最近我写了一个演示程序来启动反应式编程，结合 Reactor 和 RabbitMQ。这是我的演示代码：

public class FluxWithRabbitMQDemo {

private static final String QUEUE = "demo_thong";

private final reactor.rabbitmq.Sender sender;

private final Receiver receiver;

public FluxWithRabbitMQDemo() {

    this.sender = ReactorRabbitMq.createSender();

    this.receiver = ReactorRabbitMq.createReceiver();

}

public void run(int count) {

    ConnectionFactory connectionFactory = new ConnectionFactory();

    connectionFactory.useNio();

    SenderOptions senderOptions =  new SenderOptions()

            .connectionFactory(connectionFactory)

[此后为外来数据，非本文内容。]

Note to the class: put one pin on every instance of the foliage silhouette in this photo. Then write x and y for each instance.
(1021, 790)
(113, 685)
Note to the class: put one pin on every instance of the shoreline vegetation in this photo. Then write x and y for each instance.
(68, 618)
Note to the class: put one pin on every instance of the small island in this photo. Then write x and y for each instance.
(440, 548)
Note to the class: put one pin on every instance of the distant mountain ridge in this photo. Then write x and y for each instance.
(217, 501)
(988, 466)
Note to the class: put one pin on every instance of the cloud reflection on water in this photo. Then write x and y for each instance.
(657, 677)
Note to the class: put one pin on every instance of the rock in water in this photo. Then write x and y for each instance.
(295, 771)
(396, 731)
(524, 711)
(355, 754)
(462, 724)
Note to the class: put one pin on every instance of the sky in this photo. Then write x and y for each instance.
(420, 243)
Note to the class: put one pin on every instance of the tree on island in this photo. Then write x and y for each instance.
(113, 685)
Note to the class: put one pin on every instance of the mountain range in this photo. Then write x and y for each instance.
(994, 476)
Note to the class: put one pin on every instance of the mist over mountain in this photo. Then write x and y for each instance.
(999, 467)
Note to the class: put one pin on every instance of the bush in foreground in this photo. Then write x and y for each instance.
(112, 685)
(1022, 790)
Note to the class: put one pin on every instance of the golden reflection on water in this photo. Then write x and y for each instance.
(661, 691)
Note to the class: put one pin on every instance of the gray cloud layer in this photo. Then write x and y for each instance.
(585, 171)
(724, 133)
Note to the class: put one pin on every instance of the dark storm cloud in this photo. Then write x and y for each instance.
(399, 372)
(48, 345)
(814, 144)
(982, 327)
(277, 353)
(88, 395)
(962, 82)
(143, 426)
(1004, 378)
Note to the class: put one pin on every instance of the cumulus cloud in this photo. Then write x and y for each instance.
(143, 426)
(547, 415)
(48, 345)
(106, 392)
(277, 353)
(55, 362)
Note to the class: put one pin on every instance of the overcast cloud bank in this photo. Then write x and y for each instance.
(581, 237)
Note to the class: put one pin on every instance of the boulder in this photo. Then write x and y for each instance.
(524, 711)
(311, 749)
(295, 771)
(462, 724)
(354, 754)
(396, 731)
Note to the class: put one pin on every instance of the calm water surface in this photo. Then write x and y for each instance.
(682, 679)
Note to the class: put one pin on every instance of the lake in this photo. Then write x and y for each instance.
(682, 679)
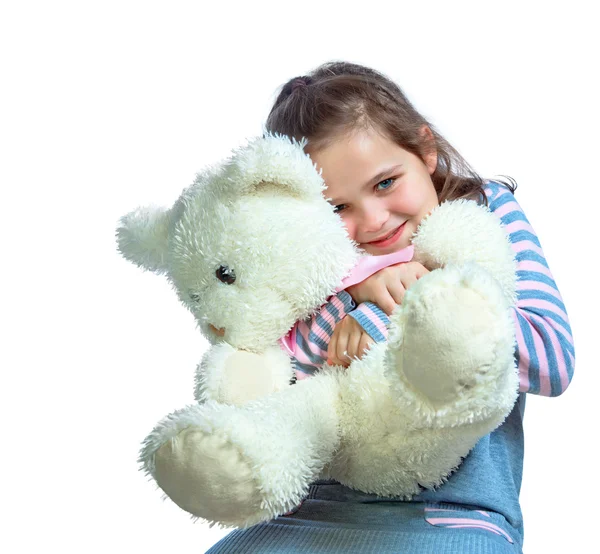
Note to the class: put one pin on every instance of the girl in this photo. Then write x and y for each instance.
(386, 168)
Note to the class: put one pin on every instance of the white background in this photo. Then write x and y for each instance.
(109, 105)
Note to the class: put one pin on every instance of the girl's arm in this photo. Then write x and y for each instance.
(545, 353)
(311, 337)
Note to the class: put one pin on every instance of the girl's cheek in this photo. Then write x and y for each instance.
(350, 227)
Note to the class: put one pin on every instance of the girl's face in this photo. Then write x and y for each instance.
(381, 191)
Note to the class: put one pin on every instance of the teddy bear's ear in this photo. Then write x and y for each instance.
(142, 238)
(272, 159)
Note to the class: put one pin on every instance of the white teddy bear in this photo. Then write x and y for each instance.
(251, 248)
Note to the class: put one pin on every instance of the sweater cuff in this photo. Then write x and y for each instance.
(373, 320)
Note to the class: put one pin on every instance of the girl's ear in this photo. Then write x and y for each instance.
(142, 238)
(429, 149)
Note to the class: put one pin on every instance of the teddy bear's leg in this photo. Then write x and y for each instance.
(240, 465)
(454, 339)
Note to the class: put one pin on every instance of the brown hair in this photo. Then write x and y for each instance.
(339, 97)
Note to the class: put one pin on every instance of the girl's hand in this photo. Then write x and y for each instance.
(349, 340)
(387, 287)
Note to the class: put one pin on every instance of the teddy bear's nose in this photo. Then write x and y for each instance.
(219, 332)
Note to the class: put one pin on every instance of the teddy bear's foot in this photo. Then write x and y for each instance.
(240, 465)
(457, 337)
(209, 477)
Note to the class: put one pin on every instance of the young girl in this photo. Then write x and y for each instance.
(386, 168)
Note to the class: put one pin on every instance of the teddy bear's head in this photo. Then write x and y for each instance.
(251, 247)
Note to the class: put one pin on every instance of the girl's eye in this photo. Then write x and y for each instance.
(385, 184)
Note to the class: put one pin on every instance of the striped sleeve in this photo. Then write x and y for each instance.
(312, 335)
(545, 352)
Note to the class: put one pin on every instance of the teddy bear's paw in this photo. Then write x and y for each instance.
(232, 376)
(457, 333)
(209, 477)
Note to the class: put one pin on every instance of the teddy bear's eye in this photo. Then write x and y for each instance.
(226, 275)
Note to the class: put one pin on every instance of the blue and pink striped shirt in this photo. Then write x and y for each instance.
(545, 353)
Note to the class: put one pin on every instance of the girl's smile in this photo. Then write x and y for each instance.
(381, 191)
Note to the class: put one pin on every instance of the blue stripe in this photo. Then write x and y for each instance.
(531, 256)
(368, 325)
(334, 312)
(345, 298)
(532, 370)
(493, 189)
(316, 339)
(536, 276)
(540, 295)
(314, 358)
(522, 235)
(513, 216)
(501, 199)
(304, 368)
(555, 386)
(548, 315)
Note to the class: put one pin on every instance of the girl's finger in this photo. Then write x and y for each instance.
(353, 344)
(331, 357)
(397, 291)
(365, 342)
(386, 302)
(341, 349)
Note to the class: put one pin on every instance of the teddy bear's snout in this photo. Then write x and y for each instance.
(219, 332)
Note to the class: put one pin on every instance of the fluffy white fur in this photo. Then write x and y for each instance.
(400, 419)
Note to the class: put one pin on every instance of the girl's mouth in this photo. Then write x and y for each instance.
(390, 239)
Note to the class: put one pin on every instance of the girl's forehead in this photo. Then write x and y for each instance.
(357, 159)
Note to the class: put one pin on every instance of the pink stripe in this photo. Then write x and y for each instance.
(560, 359)
(541, 304)
(519, 225)
(523, 245)
(526, 284)
(529, 265)
(466, 521)
(524, 360)
(304, 330)
(511, 206)
(540, 350)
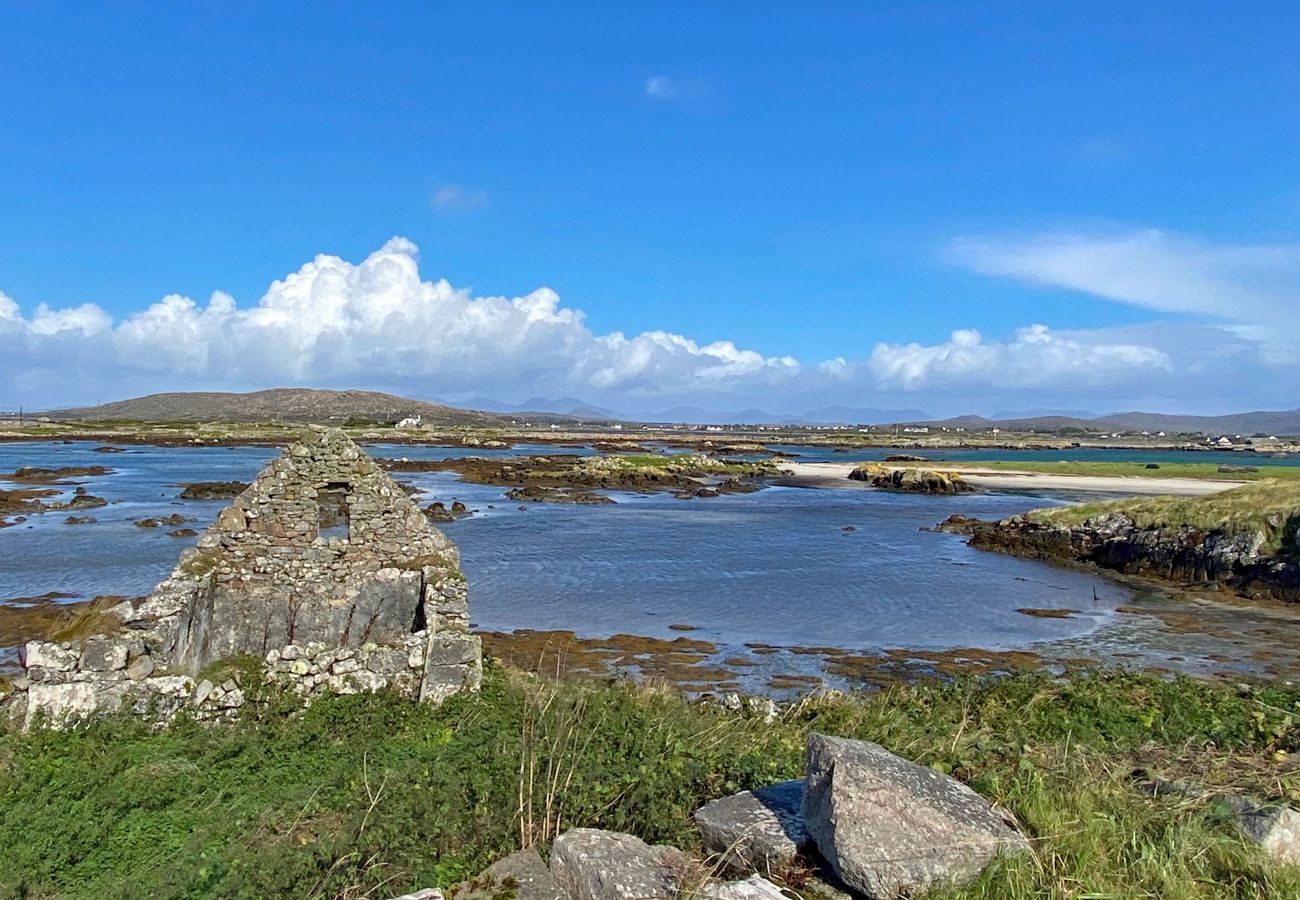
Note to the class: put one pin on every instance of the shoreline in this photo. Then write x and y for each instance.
(836, 475)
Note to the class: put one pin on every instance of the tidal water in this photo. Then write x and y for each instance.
(775, 566)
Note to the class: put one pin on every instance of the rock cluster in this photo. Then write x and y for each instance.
(915, 480)
(323, 571)
(1235, 558)
(863, 822)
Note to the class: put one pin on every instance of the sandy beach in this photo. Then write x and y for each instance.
(836, 475)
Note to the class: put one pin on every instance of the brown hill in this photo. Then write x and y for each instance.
(278, 405)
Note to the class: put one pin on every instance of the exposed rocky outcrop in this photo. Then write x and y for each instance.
(536, 494)
(685, 474)
(1273, 827)
(917, 480)
(523, 873)
(1240, 559)
(589, 864)
(212, 490)
(889, 827)
(323, 571)
(761, 829)
(61, 475)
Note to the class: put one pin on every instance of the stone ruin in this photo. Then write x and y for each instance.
(323, 569)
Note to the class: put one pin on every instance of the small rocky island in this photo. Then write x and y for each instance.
(323, 574)
(1242, 540)
(915, 480)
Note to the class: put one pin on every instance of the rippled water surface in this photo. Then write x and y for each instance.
(771, 566)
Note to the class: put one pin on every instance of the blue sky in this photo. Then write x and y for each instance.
(774, 208)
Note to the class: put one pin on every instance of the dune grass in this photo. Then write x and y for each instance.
(1270, 507)
(372, 796)
(1136, 470)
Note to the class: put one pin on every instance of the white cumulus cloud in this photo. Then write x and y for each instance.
(376, 321)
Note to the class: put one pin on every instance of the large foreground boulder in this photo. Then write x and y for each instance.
(761, 829)
(889, 827)
(589, 864)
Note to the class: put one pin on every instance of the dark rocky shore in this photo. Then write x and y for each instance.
(1246, 561)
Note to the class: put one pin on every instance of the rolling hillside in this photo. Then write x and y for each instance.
(277, 405)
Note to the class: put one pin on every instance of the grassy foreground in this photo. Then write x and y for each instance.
(1136, 470)
(369, 796)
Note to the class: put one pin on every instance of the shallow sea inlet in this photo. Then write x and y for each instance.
(783, 567)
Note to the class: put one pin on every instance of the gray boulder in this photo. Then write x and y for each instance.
(524, 873)
(589, 864)
(759, 829)
(755, 887)
(889, 827)
(1275, 830)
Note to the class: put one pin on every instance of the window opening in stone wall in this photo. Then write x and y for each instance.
(332, 513)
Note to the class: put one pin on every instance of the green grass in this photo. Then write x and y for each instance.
(371, 796)
(1119, 470)
(694, 462)
(1272, 507)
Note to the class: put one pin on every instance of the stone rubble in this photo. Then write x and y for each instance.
(378, 605)
(889, 827)
(757, 830)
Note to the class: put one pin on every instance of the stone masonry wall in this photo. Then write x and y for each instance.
(384, 606)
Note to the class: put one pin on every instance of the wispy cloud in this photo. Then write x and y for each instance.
(1100, 148)
(458, 198)
(1252, 290)
(661, 87)
(1035, 355)
(666, 89)
(378, 323)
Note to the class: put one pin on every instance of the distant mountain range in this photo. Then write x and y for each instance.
(564, 406)
(827, 415)
(325, 406)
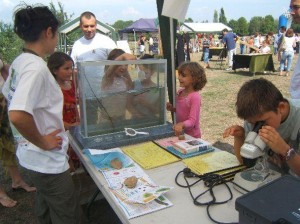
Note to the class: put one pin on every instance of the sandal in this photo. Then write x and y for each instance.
(7, 201)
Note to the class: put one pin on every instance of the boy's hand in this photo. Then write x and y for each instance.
(234, 130)
(273, 139)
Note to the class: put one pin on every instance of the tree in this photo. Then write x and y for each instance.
(60, 13)
(233, 25)
(120, 24)
(222, 17)
(216, 17)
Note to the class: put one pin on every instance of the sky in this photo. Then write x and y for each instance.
(109, 11)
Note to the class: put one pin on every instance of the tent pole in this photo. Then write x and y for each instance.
(134, 42)
(173, 67)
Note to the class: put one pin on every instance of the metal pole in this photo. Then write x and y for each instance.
(173, 67)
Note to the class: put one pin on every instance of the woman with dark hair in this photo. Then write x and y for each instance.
(35, 111)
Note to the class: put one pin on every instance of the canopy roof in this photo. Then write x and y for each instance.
(204, 27)
(142, 25)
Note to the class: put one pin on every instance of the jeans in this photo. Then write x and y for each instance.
(286, 56)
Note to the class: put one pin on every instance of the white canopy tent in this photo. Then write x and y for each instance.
(204, 27)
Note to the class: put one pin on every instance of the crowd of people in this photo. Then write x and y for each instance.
(284, 44)
(41, 104)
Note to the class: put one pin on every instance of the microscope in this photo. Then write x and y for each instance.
(254, 158)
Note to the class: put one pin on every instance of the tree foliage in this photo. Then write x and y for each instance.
(60, 13)
(120, 24)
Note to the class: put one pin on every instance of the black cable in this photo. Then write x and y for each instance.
(210, 180)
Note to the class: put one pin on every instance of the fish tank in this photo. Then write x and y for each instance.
(115, 96)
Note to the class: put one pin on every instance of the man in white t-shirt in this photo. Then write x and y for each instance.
(91, 47)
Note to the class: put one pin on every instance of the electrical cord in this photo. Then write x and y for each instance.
(210, 180)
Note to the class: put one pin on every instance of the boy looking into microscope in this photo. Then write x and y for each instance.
(260, 100)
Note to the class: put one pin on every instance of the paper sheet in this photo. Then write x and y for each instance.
(146, 197)
(148, 155)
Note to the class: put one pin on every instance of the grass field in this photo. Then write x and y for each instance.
(218, 112)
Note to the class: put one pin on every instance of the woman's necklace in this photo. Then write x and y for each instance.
(26, 50)
(65, 85)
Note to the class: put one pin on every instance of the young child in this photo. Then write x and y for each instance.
(35, 112)
(265, 49)
(61, 66)
(260, 100)
(192, 78)
(147, 104)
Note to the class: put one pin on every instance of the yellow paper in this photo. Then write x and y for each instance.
(148, 155)
(211, 162)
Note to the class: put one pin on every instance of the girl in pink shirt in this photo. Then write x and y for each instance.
(192, 78)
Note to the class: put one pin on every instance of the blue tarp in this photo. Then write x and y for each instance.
(141, 25)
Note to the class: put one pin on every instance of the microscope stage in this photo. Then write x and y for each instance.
(251, 179)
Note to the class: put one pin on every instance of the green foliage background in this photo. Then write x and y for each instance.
(11, 45)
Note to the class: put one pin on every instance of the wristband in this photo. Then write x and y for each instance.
(290, 154)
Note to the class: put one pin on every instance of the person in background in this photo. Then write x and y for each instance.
(259, 100)
(257, 40)
(206, 44)
(61, 66)
(295, 79)
(265, 49)
(250, 44)
(229, 39)
(288, 53)
(92, 46)
(35, 104)
(192, 79)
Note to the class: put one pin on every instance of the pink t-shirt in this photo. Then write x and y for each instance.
(188, 112)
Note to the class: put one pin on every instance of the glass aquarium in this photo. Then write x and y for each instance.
(115, 95)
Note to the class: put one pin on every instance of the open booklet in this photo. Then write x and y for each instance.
(144, 198)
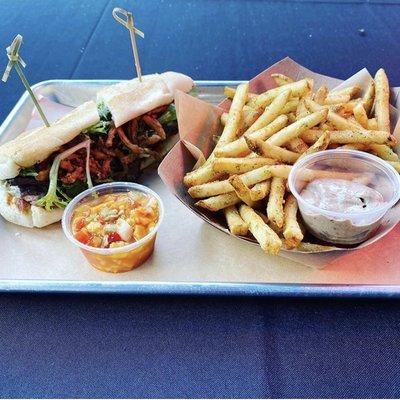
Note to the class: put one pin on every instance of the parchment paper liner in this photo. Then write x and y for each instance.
(199, 123)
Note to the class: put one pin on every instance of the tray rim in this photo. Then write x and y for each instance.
(185, 288)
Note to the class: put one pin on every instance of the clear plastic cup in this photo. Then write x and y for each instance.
(117, 259)
(340, 218)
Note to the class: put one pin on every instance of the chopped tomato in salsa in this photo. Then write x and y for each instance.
(115, 219)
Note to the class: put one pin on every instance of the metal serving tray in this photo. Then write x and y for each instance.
(191, 257)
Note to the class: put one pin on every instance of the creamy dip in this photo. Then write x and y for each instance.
(343, 196)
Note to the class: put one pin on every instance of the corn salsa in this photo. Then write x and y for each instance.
(115, 219)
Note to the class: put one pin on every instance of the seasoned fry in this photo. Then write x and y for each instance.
(265, 236)
(291, 228)
(301, 110)
(235, 222)
(260, 190)
(321, 144)
(290, 106)
(240, 165)
(295, 129)
(270, 113)
(219, 202)
(242, 191)
(248, 115)
(275, 201)
(203, 174)
(210, 189)
(281, 79)
(338, 121)
(249, 179)
(344, 110)
(275, 152)
(297, 145)
(264, 99)
(314, 248)
(321, 94)
(230, 93)
(372, 124)
(334, 98)
(360, 115)
(384, 152)
(382, 101)
(234, 116)
(351, 91)
(265, 134)
(356, 146)
(347, 137)
(239, 146)
(368, 98)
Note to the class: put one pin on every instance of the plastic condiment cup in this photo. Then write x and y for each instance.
(117, 259)
(344, 226)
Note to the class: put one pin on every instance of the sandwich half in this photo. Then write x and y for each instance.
(132, 125)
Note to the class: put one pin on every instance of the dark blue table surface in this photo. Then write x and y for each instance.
(105, 346)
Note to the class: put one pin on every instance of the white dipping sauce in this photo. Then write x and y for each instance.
(341, 195)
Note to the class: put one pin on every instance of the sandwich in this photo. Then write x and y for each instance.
(131, 126)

            .resourceCreationScheduler(Schedulers.elastic());

    reactor.rabbitmq.Sender sender = ReactorRabbitMq.createSender(senderOptions);

    Mono<AMQP.Queue.DeclareOk> queueDeclaration = sender.declareQueue(QueueSpecification.queue(QUEUE));

    Flux<Delivery> messages = receiver.consumeAutoAck(QUEUE);

    queueDeclaration.thenMany(messages).subscribe(m->System.out.println("Get message "+ new String(m.getBody())));

    Flux<OutboundMessageResult> dataStream = sender.sendWithPublishConfirms(Flux.range(1, count)

            .filter(m -> !m.equals(10))

            .parallel()

            .runOn(Schedulers.parallel())

            .doOnNext(i->System.out.println("Message  " + i + " run on thread "+Thread.currentThread().getId()))

            .map(i -> new OutboundMessage("", QUEUE, ("Message " + i).getBytes())));

    sender.declareQueue(QueueSpecification.queue(QUEUE))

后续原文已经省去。